Some highlights include:
The gameshow that is based around literary figures. Contestants have to answer questions about the person and write a parody of their work amongst other things. The first one I heard was on Jonathan Swift and I was amazed and delighted. The second show I heard was on one of my favourite authors - George Eliot - and I was amazed and delighted and excited! Here was a nation where George Eliot was not just known, but read and appreciated. The parody of Dorothea's letter (from Middlemarch) still makes me smile when I think about it. I could never have imagined such a thing could exist!
And it's not stuffy and boring. It's clever and witty and laugh-out-loud funny. Often.
I can't remember laughing at things on the radio in Australia. Mostly I only ever listened to it to either keep myself awake or put myself to sleep (depending on the context and therefore on the station). I enjoy listening to BBC Radio 4!
The second thing they do really well is that they don't Have An Agenda like Australian radio (and other media). Yes, of course they have an agenda, but not so much that they won't let someone get their views across. Radio interviewers seem to be fairer and seem somewhat interested in divergent views. It almost makes me believe that there are some media workers who are interested in truth.
The outcome of this is that listening to debate on radio is interesting. Not the frustrating exercise of quasi-censorship which was my experience in Australia.
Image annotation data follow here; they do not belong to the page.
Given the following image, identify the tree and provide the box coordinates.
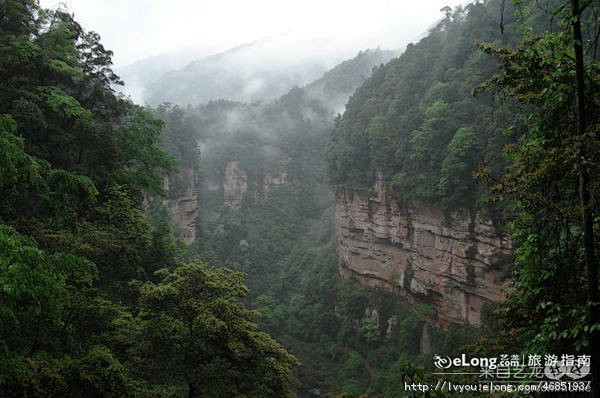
[134,262,298,398]
[483,1,600,394]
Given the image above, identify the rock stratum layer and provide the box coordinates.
[336,180,511,326]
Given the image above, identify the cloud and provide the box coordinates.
[41,0,464,66]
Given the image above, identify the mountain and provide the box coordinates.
[135,35,398,106]
[115,48,212,103]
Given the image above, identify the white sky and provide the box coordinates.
[40,0,465,67]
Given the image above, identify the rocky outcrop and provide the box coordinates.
[223,160,248,210]
[336,178,511,326]
[262,158,290,192]
[142,167,200,245]
[223,159,290,210]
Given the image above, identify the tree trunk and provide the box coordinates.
[571,0,600,397]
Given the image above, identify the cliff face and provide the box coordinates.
[162,167,200,245]
[220,159,289,210]
[336,179,511,326]
[223,161,248,210]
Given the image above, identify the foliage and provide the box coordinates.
[0,0,297,397]
[324,1,519,215]
[480,17,600,353]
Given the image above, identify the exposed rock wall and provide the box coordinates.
[336,179,511,326]
[142,167,200,245]
[221,159,289,210]
[223,160,248,210]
Here, even where it is clear the reporter has an axe to grind they just grind it instead of using it to create severe structural damage.
(This has certainly not been my experience of the newspapers over here, by the way, but I've only bought about 3 during our entire time here).
The third thing I've enjoyed about BBC Radio 4 is one of the few genuinely positive things about colonialism. In Australia, we've realised that the empire is dead. For some time. Over here, not so much. In fact there are segments of society who seem quite sure that the Empire is alive and well, and they are in charge of it. Still. It's disconcerting. Makes one retrieve the atlas just to double check.
But one of the good things about this attitude is that reporting is far wider than England and far less parochial. I've listened to segments on the development of hip-hop in Beijing, the rise of child evangelists in America, methods of water preservation in Australia and various farming experiments undertaken in Africa. It isn't limited to countries where Britain has had some involvement (though those countries are few and far between!) It's is a better style of investigative journalism as well, which asks many questions and doesn't feel as driven as Australian journalism to get a particular outcome. It feels like the reporters really want to know. I think it's very cool.
Also, reports undertaken referring to ex-colony trouble spots are far more passionately reported than I am used to. It's as though people really care what happens in tyrannical regimes and disasters. Oddly, emotion isn't completely absent (despite the stiff-upper-lip reputation of the English), and the cool professionalism of Australian reporting (which flies in the face of its largely non-objective content) seems unappealing in contrast.
Finally, I love the English interest in curious details of its own history or current life. The story about architecture of nineteenth century factories and how that relates to the breastfeeding policies imposed by many factory employers. The one about the discovery of a large number of artificial hands discovered in the basement of the house and the investigation into why they were there and where they came from. The array of explorations into why some migratory creature does or does not appear in smaller or greater numbers in this or that part of the UK for greater or lesser time than normal and why this might be. And so on.
It is fascinating.
There is something about this which betrays a grand, rich view of life. It is not all boiled down to the pale, bland lowest common demoninator resembling yesterday's cabbage which is often what is served up by the Australian media. With BBC Radio 4, no one listener could possibly be interested in all that is reported. (I confess that I wasn't that interested in the discovery of the artificial hands; I just continued listening in a kind of fascinated horror as the story unfolded). Few would have the background and education required to access all of it.
But that doesn't mean that the story is canned. It goes to air anyway, and those who can or want to, access it. If you can't or aren't interested, you just hang about till something you like comes on. Or, you get interested or try to access it and get your world expanded in the process. (I now know the secret of those hoarded artificial hands and I feel I am a better person for it).
The overall effect is of stimulation and engagement, which I would never have expected to be really possible with radio.
Can't stop the signal, Mal.
And why would you want to stop this signal? There's a world in these radiowaves. JMB.